From mboxrd@z Thu Jan  1 00:00:00 1970
From: Anthony Liguori <anthony@codemonkey.ws>
Subject: Re: [Qemu-devel] [PATCH][RFC] Linux AIO support when using O_DIRECT
Date: Mon, 23 Mar 2009 13:10:30 -0500
Message-ID: <49C7D096.3000302@codemonkey.ws>
References: <1237823124-6417-1-git-send-email-aliguori@us.ibm.com> <49C7B620.8030203@redhat.com> <49C7C392.3030001@codemonkey.ws> <20090323172928.GB29449@infradead.org>
Mime-Version: 1.0
Content-Type: text/plain; charset=ISO-8859-1; format=flowed
Content-Transfer-Encoding: 7bit
Cc: Avi Kivity <avi@redhat.com>, qemu-devel@nongnu.org,
	kvm@vger.kernel.org
To: Christoph Hellwig <hch@infradead.org>
Return-path: <kvm-owner@vger.kernel.org>
Received: from mail-qy0-f118.google.com ([209.85.221.118]:45959 "EHLO
	mail-qy0-f118.google.com" rhost-flags-OK-OK-OK-OK) by vger.kernel.org
	with ESMTP id S1760609AbZCWSKh (ORCPT <rfc822;kvm@vger.kernel.org>);
	Mon, 23 Mar 2009 14:10:37 -0400
Received: by qyk16 with SMTP id 16so2729051qyk.33
        for <kvm@vger.kernel.org>; Mon, 23 Mar 2009 11:10:34 -0700 (PDT)
In-Reply-To: <20090323172928.GB29449@infradead.org>
Sender: kvm-owner@vger.kernel.org
List-ID: <kvm.vger.kernel.org>

Christoph Hellwig wrote:
> On Mon, Mar 23, 2009 at 12:14:58PM -0500, Anthony Liguori wrote:
>   
>> I'd like to see the O_DIRECT bounce buffering removed in favor of the  
>> DMA API bouncing.  Once that happens, raw_read and raw_pread can  
>> disappear.  block-raw-posix becomes much simpler.
>>     
>
> See my vectored I/O patches for doing the bounce buffering at the
> optimal place for the aio path.
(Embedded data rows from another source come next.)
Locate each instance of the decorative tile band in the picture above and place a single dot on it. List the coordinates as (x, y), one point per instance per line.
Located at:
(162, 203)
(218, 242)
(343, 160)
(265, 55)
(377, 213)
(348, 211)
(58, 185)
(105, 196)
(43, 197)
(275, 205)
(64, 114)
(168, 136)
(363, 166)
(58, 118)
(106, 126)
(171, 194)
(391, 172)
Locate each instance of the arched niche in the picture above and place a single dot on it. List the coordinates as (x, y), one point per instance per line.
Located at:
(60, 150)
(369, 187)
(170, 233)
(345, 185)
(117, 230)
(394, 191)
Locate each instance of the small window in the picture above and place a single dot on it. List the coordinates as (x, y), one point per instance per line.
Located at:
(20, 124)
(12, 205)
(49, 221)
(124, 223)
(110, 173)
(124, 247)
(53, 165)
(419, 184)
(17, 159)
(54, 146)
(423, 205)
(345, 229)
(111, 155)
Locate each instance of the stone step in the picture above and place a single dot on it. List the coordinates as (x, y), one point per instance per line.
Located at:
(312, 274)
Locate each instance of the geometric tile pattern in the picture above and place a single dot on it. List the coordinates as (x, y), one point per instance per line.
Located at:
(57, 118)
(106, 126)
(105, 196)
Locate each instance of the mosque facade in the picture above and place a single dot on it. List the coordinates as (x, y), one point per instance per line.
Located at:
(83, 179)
Note that from my reading of the
> qcow/qcow2 code they might send down unaligned requests, which is
> something the dma api would not help with.
>   

I was going to look today at applying those.
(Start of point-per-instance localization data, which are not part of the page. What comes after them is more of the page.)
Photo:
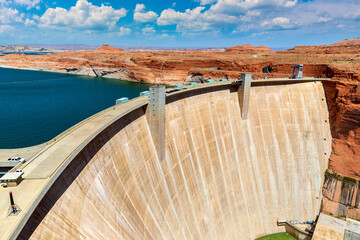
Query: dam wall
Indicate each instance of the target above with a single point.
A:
(223, 177)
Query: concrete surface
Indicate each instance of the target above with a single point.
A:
(331, 228)
(222, 178)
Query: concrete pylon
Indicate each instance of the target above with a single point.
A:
(156, 119)
(244, 94)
> For the buffered I/O path we will always have to do some sort of buffering
> due to all the partition header reading / etc.  And given how that part
> isn't performance critical my preference would be to keep doing it in
> bdrv_pread/write and guarantee the lowlevel drivers proper alignment.
>   

I really dislike having so many APIs.  I'd rather have an aio API that 
took byte accesses or have pread/pwrite always be emulated with a full 
sector read/write

>> We would drop the signaling stuff and have the thread pool use an fd to  
>> signal.  The big problem with that right now is that it'll cause a  
>> performance regression for certain platforms until we have the IO thread  
>> in place.
>>     
>
> Talking about signaling, does anyone remember why the Linux signalfd/
> eventfd support is only in kvm but not in upstream qemu?
>   

Because upstream QEMU doesn't yet have an IO thread.
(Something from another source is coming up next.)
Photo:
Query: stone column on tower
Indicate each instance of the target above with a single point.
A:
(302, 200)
TCG chains together TBs and if you have a tight loop in a VCPU, then the 
only way to break out of the loop is to receive a signal.  The signal 
handler will call cpu_interrupt() which will unchain TBs allowing TCG 
execution to break once you return from the signal handler.

An IO thread solves this in a different way by letting select() always 
run in parallel to TCG VCPU execution.  When select() returns you can 
send a signal to the TCG VCPU thread to break it out of chained TBs.

Not all IO in qemu generates a signal so this a potential problem but in 
practice, if we don't generate a signal for disk IO completion, a number 
of real world guests breaks (mostly non-x86 boards).

Regards,

Anthony Liguori